I’m playing in the high school gymnasium auditorium and it’s a Tuesday night and in a lot of these small towns around Alaska when something happens like a concert everybody comes because they do. And because I’ve known this town so well I’ve written a lot, especially about small commercial fishing. And there was one particular song that I had written specifically about Cordova. And here’s half the town in the auditorium listening to me sing this song. Some of them have heard me sing it many times. And there’s this little girl in the front row sitting with her mother, and halfway through the song she turns to her mother and in a stage whisper says, “Mom, he’s singing about us”. And I thought, “That’s my Grammy”. Right there. I mean you want to connect with someone who’s different from you. You’re writing about them. You’re maybe writing from their perspective. And to get them to recognize that and affirm that and feel proud of that—I can’t imagine a greater compliment.

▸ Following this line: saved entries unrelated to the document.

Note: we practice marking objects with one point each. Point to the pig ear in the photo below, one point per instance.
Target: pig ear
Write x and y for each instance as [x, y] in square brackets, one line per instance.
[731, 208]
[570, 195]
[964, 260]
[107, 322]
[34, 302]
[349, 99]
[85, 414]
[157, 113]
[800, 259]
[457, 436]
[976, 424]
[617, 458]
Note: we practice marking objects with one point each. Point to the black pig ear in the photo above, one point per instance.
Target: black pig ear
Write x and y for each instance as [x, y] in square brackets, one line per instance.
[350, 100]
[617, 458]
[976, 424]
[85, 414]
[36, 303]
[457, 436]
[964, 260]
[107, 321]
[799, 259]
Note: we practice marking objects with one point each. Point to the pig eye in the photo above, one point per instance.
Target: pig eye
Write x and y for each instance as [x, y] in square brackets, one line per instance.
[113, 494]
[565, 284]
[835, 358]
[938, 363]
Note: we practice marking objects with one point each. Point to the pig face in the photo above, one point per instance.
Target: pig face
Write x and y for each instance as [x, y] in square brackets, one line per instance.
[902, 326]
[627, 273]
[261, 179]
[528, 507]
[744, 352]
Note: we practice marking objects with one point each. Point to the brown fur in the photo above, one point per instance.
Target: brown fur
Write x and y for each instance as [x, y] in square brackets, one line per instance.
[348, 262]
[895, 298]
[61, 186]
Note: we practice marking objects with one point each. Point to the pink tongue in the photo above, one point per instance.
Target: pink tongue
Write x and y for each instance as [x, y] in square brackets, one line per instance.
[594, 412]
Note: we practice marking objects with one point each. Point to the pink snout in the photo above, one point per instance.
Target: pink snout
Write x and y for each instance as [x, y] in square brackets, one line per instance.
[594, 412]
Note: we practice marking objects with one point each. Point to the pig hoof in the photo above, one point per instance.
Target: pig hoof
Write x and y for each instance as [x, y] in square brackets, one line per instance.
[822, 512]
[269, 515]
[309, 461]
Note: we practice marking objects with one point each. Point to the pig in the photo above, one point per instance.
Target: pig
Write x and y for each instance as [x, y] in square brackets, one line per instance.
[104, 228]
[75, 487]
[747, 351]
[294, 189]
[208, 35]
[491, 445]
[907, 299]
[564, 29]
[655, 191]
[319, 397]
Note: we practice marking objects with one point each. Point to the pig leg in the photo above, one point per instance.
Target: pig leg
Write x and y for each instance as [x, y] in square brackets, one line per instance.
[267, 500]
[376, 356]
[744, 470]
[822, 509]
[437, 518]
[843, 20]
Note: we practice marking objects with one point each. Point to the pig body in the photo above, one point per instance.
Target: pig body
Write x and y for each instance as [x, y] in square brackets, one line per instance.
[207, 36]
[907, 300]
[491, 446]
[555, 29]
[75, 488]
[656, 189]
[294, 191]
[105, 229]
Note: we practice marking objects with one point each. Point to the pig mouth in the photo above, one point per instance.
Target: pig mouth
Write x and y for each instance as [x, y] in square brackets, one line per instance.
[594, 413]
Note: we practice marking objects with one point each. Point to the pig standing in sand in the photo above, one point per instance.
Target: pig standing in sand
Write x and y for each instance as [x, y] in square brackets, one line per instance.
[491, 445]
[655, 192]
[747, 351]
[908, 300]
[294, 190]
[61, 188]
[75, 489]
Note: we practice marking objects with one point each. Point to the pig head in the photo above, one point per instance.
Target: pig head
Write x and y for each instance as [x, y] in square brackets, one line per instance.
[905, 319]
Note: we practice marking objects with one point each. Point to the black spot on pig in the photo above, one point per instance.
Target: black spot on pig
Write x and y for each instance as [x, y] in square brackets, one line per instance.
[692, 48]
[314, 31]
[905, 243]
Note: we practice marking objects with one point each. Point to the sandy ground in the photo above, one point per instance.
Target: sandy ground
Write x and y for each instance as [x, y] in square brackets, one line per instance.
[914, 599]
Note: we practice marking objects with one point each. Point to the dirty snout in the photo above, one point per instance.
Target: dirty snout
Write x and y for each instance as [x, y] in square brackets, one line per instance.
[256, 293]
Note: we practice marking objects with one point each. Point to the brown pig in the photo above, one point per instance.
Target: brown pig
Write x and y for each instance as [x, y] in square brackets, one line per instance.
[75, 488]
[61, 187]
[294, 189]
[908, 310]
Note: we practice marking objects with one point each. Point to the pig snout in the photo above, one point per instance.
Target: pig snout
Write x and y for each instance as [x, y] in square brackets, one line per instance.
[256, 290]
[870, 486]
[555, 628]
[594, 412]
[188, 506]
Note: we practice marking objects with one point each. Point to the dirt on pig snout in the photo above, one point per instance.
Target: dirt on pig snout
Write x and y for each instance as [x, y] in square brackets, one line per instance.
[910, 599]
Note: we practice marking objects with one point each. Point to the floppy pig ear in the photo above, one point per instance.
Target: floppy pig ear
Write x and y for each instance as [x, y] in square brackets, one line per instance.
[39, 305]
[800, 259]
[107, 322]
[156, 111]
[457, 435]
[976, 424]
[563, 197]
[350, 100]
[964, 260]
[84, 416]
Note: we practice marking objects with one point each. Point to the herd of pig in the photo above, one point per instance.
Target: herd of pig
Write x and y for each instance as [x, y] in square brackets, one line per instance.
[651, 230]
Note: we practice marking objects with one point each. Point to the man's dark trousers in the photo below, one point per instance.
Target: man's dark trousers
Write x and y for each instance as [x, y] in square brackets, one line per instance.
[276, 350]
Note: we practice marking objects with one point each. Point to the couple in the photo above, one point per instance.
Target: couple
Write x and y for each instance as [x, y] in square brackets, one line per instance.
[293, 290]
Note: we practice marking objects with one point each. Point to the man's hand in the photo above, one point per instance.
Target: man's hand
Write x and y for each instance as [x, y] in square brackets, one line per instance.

TL: And it’s organic. It wasn’t contrived.
JM: Right. It was a kid. It wasn’t a standing ovation. It wasn’t a pat on the back. It was a kid just recognizing themselves in the song that I had created.
TL: So you’ve done your work as a songwriter. That’s perfect. So where can people find out about you? What’s going on with your projects and tour dates?
JM: Well I do have a website, like who doesn’t? And it’s easy to remember because it’s www. folkmusic.com; yeah nobody had it.
TL: Wow.
JM: There are people who keep things up there for me, but specifically my tour dates are there. I have a monthly email newsletter. You can sign up for that. There’s a space where when I get organized enough, I post blogs. But mainly it will show you projects that I’m’ involved with, the songwriting workshops. And the tour dates and recording projects and various things and so on.
TL: That’s great. I’m sure a lot of people would be interested in that. I know I am. I want to thank you for spending time with you today. It’s been an honor speaking with you.